Yap-İşlet-Devret modeli ile ihaleye çıkarılan 1915 Çanakkale Köprüsü ve Otoyolu Projesi, Türk ve Güney Koreli firmalardan oluşan Daelim, Limak, SK, Yapı Merkezi ortak girişimi 16 yıl 2 ay ve 12 gün işletme teklifi vererek en az süre işletme teklifiyle ihaleyi kazandı.16 Mart 2018’de finansman paketi imzalanan projeye %70’i yabancı banka ve finansman kuruluşlarından olmak üzere yaklaşık 2,265 milyar euro kredi sağlandı. Köprü tamamlandığında Çanakkale Boğazı’nın ilk, Marmara Bölgesi’nin beşinci asma köprüsü olacak. Köprüyle, Asya ve Avrupa, deniz üstünden dördüncü kez toplamda ise yedinci kez birleşmiş olacak. Feribotla yaklaşık otuz dakikada geçilen boğaz, bekleme süreleriyle beraber bir saati bulan seyahat süresi köprüyle dört dakikaya inecek.

Rekor Köprü

18 Mart 2017’de yapımına başlanan projenin 18 Mart 2022 tarihinde teslim sözüyle yapımına devam ediliyor. Proje kapsamında çok sayıda otoyol birbirine bağlanıyor. Projenin bütünlüğü İstanbul Silivri’deki otoyoldan Balıkesir’in Balya ilçesinden geçen otoyola kadar uzanıyor. İçinde çok sayıda otoban, küçük asma köprüler, virajlar ve kontrol noklatarı bulunan proje yine çok sayıda şantiye tarafından eş zamanlı yürütülüyor. Tamamlandığında dünyanın en uzun orta açıklı köprüsü konumuna gelecek olan 1915 Çanakkale Köprüsü bu rekoru Japonya’daki Akashi Köprüsü’nden devralacak. 1991 metre orta açıklı Japon köprüsü 2023 metre ile bu ünvanı bize derverecek. Bir başka rekor ise kule boylarından alınacak. 318 metre kule boyu ile en uzun kuleli köprü olacak.

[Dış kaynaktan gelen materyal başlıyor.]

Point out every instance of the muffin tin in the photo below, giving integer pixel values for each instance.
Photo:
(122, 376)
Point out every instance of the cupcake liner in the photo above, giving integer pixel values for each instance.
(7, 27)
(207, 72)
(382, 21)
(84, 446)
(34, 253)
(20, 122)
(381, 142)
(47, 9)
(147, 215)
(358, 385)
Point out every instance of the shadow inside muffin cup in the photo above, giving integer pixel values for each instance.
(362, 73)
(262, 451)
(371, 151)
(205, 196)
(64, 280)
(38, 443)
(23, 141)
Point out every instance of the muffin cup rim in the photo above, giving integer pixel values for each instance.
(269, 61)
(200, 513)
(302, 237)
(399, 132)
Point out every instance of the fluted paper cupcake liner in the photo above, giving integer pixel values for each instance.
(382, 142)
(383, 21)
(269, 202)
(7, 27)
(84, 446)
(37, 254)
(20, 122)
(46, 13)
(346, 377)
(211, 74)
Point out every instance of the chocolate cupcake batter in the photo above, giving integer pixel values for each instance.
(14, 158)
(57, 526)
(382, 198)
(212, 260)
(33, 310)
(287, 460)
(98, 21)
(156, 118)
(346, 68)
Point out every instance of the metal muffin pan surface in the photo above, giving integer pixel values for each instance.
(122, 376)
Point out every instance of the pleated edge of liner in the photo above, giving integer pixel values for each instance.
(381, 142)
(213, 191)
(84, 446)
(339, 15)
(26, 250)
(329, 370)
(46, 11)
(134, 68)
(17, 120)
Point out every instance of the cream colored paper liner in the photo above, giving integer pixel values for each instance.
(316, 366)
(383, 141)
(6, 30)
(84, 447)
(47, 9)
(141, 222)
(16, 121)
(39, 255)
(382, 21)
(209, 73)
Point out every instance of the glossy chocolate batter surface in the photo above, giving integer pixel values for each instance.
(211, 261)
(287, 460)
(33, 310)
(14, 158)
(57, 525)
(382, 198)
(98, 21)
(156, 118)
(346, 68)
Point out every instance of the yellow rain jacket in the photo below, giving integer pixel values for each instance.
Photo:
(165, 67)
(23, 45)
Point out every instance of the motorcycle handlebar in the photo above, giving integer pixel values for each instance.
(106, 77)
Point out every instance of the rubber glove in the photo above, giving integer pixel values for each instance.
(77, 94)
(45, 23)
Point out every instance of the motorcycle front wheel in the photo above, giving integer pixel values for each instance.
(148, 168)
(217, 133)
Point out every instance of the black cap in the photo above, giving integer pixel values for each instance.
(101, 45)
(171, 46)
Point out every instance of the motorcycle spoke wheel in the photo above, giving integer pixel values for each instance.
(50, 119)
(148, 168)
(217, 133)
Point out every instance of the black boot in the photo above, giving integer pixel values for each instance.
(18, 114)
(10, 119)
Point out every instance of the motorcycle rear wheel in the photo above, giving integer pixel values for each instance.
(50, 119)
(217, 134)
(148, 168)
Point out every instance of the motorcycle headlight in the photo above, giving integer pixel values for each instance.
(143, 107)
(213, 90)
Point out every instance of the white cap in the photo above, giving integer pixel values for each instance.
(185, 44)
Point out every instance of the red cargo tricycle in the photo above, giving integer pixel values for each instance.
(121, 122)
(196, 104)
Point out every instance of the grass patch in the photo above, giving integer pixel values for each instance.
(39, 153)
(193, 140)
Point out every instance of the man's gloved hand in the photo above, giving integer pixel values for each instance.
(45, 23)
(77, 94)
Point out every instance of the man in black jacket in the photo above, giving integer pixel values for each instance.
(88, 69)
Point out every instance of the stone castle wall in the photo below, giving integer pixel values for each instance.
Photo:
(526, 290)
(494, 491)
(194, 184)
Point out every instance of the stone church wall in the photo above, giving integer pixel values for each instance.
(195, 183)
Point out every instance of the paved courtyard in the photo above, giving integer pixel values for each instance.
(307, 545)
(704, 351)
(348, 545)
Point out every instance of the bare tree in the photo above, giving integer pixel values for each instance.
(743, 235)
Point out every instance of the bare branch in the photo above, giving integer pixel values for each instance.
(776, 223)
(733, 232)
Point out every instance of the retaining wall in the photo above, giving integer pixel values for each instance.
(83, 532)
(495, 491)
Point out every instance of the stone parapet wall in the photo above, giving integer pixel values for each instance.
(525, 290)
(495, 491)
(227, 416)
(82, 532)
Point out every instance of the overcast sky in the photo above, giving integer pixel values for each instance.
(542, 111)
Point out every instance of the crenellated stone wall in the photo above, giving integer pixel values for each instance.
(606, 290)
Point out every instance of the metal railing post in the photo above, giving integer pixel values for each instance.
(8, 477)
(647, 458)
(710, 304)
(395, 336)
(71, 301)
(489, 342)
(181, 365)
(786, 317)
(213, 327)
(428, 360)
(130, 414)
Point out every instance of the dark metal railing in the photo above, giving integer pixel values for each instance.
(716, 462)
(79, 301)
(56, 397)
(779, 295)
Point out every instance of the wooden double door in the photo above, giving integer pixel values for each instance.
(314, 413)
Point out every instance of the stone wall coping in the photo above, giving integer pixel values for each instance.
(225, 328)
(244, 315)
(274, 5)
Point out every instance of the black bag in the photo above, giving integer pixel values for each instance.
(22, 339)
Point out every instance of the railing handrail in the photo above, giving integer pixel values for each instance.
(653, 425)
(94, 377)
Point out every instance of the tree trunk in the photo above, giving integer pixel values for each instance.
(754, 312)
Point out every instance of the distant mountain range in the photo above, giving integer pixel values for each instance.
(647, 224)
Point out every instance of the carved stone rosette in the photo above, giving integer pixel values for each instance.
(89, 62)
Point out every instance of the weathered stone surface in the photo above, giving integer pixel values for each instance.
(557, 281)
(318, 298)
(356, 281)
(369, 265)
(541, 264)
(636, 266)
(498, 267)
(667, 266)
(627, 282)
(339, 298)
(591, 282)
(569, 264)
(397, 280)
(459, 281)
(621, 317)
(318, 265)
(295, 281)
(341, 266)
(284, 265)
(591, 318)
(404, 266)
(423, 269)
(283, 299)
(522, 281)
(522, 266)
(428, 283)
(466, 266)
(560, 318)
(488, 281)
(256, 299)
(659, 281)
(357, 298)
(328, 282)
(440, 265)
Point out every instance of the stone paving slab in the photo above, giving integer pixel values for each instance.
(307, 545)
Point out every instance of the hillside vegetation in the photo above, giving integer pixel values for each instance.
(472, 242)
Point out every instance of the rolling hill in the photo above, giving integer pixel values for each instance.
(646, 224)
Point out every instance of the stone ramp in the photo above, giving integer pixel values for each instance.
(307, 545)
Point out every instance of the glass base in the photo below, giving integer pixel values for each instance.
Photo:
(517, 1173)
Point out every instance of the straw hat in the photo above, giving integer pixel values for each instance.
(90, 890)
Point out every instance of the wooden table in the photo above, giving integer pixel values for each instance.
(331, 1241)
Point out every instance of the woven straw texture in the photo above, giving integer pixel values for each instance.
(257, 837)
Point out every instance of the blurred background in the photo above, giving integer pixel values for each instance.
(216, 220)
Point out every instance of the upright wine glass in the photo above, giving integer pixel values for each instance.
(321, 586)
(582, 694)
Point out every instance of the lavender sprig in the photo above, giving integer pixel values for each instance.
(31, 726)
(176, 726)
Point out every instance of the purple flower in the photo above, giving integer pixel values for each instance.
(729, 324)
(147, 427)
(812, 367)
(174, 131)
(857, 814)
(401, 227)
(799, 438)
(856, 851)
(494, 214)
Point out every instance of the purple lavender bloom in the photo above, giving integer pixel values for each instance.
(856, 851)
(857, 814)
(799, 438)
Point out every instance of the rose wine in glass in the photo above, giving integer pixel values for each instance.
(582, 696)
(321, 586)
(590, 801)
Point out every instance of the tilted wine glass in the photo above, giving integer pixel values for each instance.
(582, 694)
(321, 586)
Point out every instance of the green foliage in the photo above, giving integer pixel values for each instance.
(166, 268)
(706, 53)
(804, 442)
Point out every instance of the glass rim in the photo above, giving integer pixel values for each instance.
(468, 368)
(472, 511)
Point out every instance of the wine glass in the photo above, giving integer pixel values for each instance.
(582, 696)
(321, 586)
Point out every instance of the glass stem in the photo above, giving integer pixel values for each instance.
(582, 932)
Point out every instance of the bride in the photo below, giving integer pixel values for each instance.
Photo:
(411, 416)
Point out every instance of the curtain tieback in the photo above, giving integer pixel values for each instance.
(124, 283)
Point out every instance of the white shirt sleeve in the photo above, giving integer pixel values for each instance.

Bu Rekor Sayılar Neyi Temsil Ediyor?

Çanakkale’nin ve ülkemizin tarihindeki sayılardan yola çıkılarak tasalanan köprü, tarihi sayıları asırlar boyu akıllarda tutmayı hedefliyor. 2023 metrelik orta açıklık Cumhuriyetimiz’in kuruluşunun 100. yılını temsil ediyor. 318 metrelik kule yüksekliği ise, Çanakkale ve ülkemiz için önemli bir tarih olan 18 Mart Deniz Zaferine ithafen, yılın 3. ayının 18. gününü temsil ediyor. Yapımı tamamlandıktan sonra 318 metrelik kulelerin üzerine Seyit Onbaşı’nın savaşda taşıdığı top mermileri figürleri de eklenerek yükseklik 333 metreye çarılacak. Köprü’nün ayaklarının kırmızı-beyaz tasarlanması da ülkemizin bayrağını ve bağımsızlığımızı temsil ediyor.

Uygun Zemin Seçimi

Uygun zemin seçmek ya da zemini uygun hale getirmek inşaatçılar için her zaman ana mesele olmuştur. Bu projede de uygun zemini seçmek kolay olmadı. Günler alan testler sonucunda en ideal zemini kenardan 770 metre içeride buldular. Kule ayaklarını bu zemine dikmek için de yine bir çok hesaplamalar yapıldı. Bu hesaplamalar yapılırken bir çok şey hesaba katıldı. Bunlardan birisi de deniz canlılarının ekosistemiydi. Yapılacak olan ayaklar yıllar boyunca deniz suyunun içinde kalacak ve bu ayaklar betonla çelikten oluşuyor. Beton ve çeliğin yıllar boyu suyun içinde kalması deniz canlılarına ne kadar hasar verebilir veya onların gelişimlerini olumsuz yönde etkiler mi? Hesaplamalar yapılırken bu sorulara da cevap arandı ve en uygun zemintüm etmenler hesaba katılarak belirlendi.

Temelin Atımı

Zemine önce kazıklar çakıldı. Her iki ayak için de hesaplanan sayıda kazık belirlenen yerlere yerleştirildi. Kazıkların bir tanesinin uzunluğunu 10 katlı bir binayla eşdeğer sayabiliriz. Kazıkların üzerine çakıl döküldü. Çakıllar dağıtıldı preslendi ve uygun hale getirildi. Her bir çakılı da su bardağı boyutunda düşünebiliriz. Denizin dışında bir şantiye kuruldu ve kule ayaklarının temeli için havuzlar kazıldı. Temel dışarıda hazırlandı ve önceden belirlenen yerine batırıldı. Havuzda hazırlanan temel yapım aşaması tamamlandığında havuzun su seviyesi deniz seviyesiyle eşitlendi. Temel yerinden koparıldı ve yüzer hale geldi. Sonrasında ise gemilerle yerine taşındı. Taşıma işlemi 26 saat sürdü.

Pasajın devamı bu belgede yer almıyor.